Using images of men dying of AIDS has also been seen as a scare tactic to delay sex until marriage. Not only does this stigmatize individuals living with HIV/AIDS, but it infers that if you have sex, you will get AIDS. This obviously and viciously stigmatizes sex. Stigmatizing sex creates a culture of shame and embarrassment around topics of sexual experiences and feelings among adolescents. There is also evidence that bible verses are used to manipulate youth that premarital sex is wrong. In a abstinence only curriculum called “Abstinence Works: A Notebook on Pre-Marital Chastity” there is a bible verse from Deuteronomy starting with “Today I set before you life or death, blessing or curse” with an image of Mother Theresa on one side and a picture of a skeleton on the other. There is clear stigma attached to premarital sex in this campaign. It attaches moral judgment in an explicit manner implying one can be as good as Mother Theresa or as bad as death (4).

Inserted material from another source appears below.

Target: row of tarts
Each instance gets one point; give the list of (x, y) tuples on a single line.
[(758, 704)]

Because abstinence only education is aiming at delaying sex until marriage, it not only stigmatizes sex, but sexuality as well. Under Section 510 requirements (the federal law surrounding abstinence only sex education) heterosexual marriage is exclusively the appropriate context for sexual behavior. What is a gay or lesbian adolescent in a state that does not recognize gay marriage going to walk away from this approach? Homosexuality is not explored in depth in abstinence only sex education. The only time it is addressed is when talking about transmission of HIV/AIDS (1). This not only ignores homosexuality as a lifestyle, but infers stigma to being gay is only relative to getting HIV/AIDS. Adolescents who are questioning their sexuality are not in a place to openly and affirming question homosexuality. There are silent judgments made about homosexuals in this approach to sex education. The implied expectation of LGBT adolescents is lifelong abstinence. Since sex and sexuality is an aspect of health and abstinence only education infers lifelong abstinence, this is not conducive to a healthy sexual and reproductive life for LGBT adolescents (4).

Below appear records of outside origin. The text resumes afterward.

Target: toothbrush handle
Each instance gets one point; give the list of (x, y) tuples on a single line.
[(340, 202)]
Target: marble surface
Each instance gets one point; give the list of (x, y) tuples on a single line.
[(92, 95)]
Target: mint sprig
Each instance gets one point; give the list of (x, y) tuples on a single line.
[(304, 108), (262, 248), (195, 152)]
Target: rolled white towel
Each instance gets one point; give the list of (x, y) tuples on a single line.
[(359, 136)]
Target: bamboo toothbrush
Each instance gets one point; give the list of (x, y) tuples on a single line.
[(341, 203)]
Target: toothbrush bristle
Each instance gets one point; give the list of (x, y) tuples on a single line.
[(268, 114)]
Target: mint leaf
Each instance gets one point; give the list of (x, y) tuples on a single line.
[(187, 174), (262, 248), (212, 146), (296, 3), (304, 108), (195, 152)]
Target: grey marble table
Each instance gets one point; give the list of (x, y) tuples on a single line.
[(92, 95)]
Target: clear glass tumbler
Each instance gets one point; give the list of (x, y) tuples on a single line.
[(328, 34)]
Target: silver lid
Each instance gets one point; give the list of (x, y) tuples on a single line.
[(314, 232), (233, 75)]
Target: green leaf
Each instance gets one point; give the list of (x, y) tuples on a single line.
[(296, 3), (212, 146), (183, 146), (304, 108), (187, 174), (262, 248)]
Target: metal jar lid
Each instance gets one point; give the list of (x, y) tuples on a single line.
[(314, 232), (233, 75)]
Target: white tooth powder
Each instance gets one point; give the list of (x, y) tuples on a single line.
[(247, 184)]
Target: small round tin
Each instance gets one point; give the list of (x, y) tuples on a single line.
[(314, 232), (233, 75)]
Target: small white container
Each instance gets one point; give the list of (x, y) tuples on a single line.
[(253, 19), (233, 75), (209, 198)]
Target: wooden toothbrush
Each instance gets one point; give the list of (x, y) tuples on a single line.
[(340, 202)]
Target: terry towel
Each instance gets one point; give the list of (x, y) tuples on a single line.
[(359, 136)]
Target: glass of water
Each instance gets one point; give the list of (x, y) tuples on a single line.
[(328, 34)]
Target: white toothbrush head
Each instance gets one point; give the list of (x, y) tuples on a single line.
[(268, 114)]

Critique 3: Media Works Against Abstinence Only Education

One of the core components of abstinence based sex education is the component of exposure. Advocates for abstinence only education argue that exposing youth to condoms, safer sex practices and contraception will condone sexual behavior. Unfortunately, this is allowing adolescents to receive a portion of their sex education from the media (9). In a study conducted by The Association for Education in journalism and Mass Communication, increasing restrictions of schools because of abstinence only education leaves adolescents to obtain much of their sexual knowledge from the media. This in turn, is informing adolescents about sex without the sexual health aspect (9). Some examples to follow illustrate the disconnect between the education adolescents receive at school and what compliment that information with from the media.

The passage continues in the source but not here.